R&D Tax Credit — Income Tax Credit (Section 41) — TY2025 / Filed
Supports established United States companies with income tax credits tied to qualified innovation spending.
The Section 41 R&D Tax Credit for established companies provides a non-refundable federal income tax credit equal to 20% of qualified research expenses above the computed base amount. The credit is permanent in the tax code, carries forward up to 20 years if unused, and is claimed on Form 6765 (Credit for Increasing Research Activities) attached to the TY2025 income tax return. Calendar-year filers face a March 15 or April 15, 2026 deadline depending on entity type, with extensions to October 15, 2026. Any company conducting qualified domestic research — technological in nature, experimental in process, aimed at discovering information, and related to a new or improved business component — may claim the credit regardless of size or industry.

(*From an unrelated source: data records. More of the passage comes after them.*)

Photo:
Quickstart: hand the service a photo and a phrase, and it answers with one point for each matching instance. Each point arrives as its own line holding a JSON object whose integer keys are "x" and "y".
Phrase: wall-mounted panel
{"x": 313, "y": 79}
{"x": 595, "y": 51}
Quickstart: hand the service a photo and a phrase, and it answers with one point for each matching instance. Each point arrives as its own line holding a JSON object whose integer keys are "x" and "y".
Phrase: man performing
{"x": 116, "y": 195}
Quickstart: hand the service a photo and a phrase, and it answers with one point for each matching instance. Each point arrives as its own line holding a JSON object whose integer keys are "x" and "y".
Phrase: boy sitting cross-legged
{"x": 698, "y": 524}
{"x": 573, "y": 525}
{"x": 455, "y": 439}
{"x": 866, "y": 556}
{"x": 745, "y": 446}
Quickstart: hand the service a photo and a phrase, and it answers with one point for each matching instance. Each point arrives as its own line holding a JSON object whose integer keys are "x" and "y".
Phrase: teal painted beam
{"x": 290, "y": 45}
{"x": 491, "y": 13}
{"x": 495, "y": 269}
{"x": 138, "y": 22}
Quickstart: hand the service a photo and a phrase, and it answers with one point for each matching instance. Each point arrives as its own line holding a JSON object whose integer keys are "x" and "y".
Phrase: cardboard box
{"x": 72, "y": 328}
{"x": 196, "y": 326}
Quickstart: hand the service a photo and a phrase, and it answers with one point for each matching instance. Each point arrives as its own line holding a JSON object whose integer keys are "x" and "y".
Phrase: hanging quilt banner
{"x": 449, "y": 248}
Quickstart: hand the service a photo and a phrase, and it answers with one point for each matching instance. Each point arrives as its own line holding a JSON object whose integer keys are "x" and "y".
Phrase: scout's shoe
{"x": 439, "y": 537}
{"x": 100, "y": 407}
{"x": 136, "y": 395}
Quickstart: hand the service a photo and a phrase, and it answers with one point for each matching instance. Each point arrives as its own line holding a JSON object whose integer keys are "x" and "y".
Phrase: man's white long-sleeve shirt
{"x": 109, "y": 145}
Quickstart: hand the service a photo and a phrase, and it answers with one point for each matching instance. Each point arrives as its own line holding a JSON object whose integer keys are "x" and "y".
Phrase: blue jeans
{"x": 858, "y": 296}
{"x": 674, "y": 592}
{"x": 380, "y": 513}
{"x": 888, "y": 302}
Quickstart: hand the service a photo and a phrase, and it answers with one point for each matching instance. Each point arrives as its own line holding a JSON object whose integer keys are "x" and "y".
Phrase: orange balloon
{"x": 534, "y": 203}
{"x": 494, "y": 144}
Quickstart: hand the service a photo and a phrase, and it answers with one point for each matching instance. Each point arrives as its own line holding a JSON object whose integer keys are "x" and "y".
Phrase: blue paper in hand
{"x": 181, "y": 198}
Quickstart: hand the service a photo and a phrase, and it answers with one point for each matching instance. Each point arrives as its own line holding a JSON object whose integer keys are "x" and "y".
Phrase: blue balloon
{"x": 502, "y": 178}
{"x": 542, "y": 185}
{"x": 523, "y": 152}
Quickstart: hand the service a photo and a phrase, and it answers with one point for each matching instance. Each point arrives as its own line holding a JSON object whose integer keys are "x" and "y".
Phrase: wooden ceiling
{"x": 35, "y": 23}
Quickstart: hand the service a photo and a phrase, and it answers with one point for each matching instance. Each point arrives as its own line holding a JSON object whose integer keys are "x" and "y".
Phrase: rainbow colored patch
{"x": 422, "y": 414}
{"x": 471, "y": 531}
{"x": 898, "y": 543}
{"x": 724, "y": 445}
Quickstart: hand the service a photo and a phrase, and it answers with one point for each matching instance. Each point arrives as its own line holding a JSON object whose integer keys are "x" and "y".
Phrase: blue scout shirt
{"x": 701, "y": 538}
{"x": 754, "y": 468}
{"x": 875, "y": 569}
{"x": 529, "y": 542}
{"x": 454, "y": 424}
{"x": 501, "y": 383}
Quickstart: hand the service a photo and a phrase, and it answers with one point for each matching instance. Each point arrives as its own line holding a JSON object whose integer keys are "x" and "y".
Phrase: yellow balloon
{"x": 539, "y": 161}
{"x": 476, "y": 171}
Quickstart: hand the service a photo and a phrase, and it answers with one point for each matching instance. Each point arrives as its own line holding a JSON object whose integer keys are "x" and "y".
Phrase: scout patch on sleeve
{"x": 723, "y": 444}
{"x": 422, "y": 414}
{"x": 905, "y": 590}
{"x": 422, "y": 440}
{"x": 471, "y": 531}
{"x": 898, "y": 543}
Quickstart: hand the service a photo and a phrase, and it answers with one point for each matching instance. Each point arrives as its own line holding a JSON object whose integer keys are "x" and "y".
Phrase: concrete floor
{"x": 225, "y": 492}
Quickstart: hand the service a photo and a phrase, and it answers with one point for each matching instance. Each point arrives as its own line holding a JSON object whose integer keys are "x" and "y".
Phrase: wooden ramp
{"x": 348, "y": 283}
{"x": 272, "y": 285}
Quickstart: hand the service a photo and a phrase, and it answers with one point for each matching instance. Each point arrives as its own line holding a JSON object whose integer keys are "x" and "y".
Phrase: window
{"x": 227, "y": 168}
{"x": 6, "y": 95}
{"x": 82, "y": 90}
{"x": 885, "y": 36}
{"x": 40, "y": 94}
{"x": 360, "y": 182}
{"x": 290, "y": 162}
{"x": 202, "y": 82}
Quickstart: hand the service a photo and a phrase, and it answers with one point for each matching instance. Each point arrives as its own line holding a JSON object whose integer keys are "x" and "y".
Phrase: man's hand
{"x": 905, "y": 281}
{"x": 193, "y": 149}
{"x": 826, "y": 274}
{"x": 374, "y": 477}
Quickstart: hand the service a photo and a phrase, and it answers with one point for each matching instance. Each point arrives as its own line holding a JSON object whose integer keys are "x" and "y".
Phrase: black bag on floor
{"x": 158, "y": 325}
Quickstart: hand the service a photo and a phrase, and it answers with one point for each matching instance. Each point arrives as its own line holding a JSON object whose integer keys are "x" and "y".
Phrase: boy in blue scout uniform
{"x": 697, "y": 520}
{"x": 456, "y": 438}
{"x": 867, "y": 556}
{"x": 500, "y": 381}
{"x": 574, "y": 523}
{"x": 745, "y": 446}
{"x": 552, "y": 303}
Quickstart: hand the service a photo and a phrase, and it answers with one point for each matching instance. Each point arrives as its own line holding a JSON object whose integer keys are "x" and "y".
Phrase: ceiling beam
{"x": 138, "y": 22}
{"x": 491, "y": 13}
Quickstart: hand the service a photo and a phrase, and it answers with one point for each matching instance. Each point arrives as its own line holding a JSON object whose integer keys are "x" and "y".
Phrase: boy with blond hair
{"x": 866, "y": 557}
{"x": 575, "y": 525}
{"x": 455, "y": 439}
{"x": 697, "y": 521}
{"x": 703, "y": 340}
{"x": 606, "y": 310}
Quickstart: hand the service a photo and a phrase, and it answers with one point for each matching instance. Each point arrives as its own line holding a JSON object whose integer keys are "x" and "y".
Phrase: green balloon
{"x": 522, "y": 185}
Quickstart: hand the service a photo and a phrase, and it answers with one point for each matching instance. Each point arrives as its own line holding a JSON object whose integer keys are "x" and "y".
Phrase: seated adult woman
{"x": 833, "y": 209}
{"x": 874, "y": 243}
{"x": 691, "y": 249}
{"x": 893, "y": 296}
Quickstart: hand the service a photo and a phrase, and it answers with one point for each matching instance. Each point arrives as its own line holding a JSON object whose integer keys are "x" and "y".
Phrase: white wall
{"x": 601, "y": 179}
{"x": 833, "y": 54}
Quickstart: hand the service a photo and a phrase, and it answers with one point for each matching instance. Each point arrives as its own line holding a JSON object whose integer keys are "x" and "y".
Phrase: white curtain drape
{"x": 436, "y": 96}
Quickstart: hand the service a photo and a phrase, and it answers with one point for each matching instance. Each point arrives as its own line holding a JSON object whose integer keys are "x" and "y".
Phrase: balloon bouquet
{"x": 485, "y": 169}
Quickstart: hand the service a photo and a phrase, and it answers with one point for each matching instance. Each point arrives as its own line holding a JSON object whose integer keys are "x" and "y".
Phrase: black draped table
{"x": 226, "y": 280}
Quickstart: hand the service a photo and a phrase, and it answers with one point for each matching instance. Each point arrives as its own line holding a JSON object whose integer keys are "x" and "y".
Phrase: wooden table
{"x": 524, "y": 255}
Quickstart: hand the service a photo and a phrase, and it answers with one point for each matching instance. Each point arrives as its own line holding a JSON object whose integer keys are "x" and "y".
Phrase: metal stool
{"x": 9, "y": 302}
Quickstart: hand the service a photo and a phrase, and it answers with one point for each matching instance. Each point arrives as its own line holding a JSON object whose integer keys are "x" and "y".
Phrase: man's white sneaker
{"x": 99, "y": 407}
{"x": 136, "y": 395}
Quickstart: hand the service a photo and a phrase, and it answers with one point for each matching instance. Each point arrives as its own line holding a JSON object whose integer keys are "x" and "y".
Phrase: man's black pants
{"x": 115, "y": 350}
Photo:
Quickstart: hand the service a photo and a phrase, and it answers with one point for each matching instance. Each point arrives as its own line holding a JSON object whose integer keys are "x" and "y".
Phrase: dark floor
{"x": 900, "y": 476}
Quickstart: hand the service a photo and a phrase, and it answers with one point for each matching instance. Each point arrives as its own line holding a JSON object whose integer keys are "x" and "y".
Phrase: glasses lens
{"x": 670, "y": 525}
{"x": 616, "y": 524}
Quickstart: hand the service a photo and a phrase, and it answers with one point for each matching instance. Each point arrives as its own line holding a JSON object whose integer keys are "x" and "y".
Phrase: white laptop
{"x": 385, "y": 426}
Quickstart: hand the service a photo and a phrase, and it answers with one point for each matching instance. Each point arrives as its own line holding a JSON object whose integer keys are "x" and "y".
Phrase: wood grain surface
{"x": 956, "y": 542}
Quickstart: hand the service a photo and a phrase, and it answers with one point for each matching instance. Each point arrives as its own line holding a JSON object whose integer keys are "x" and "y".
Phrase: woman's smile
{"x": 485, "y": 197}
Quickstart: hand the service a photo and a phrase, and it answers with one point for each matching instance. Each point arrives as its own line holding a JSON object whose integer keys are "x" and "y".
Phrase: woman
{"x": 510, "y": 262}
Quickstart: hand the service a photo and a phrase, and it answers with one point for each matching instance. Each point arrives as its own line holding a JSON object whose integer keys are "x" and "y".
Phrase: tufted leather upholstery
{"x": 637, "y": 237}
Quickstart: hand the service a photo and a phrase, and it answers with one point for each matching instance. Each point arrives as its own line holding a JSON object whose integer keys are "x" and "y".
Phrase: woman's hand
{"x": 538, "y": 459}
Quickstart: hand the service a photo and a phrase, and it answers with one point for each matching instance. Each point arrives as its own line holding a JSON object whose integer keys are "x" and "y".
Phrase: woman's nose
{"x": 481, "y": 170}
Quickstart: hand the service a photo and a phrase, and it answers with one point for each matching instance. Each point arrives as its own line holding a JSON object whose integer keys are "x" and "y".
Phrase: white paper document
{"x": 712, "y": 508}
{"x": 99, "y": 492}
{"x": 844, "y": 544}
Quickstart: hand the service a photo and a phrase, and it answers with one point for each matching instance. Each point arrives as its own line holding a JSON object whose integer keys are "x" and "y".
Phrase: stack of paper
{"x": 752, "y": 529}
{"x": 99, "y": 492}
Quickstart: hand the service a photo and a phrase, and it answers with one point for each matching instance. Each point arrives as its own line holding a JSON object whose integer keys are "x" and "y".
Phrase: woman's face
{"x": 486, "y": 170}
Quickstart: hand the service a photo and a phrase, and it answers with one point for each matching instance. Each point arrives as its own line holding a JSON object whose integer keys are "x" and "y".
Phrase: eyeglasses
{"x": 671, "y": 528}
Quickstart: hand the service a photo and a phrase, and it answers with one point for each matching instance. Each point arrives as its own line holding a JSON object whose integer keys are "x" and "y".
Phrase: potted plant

The One Big Beautiful Budget Act of 2025 (OBBBA) enacted Section 174A, which changes domestic research-and-experimental-expenditure treatment from elective to mandatory full expensing beginning TY2025. Section 41(d)(1)(A) was simultaneously amended to require that qualified research expenditures be treated as domestic R&E under Section 174A, altering the credit calculation base for all TY2025 filers. Small businesses with average annual gross receipts of $31 million or less may also amend TY2022–2024 returns retroactively under OBBBA provisions. Revenue Procedure 2025-08 governs accounting method changes associated with the Section 174 treatment transition.
The December 2025 revision of Form 6765 introduced Section G, which requires expanded business-component reporting for TY2025 returns. Companies should document their qualified research activities and expenses contemporaneously, following IRS audit technique guides for their sector. Because the credit is non-refundable, it is most valuable to profitable companies with current-year federal income tax liability; unprofitable startups should instead evaluate the QSB payroll offset election under Section 41(h).
Federal income tax credit for established companies with qualified domestic research and development expenses, reducing tax liability up to 20% of incremental R&D spend.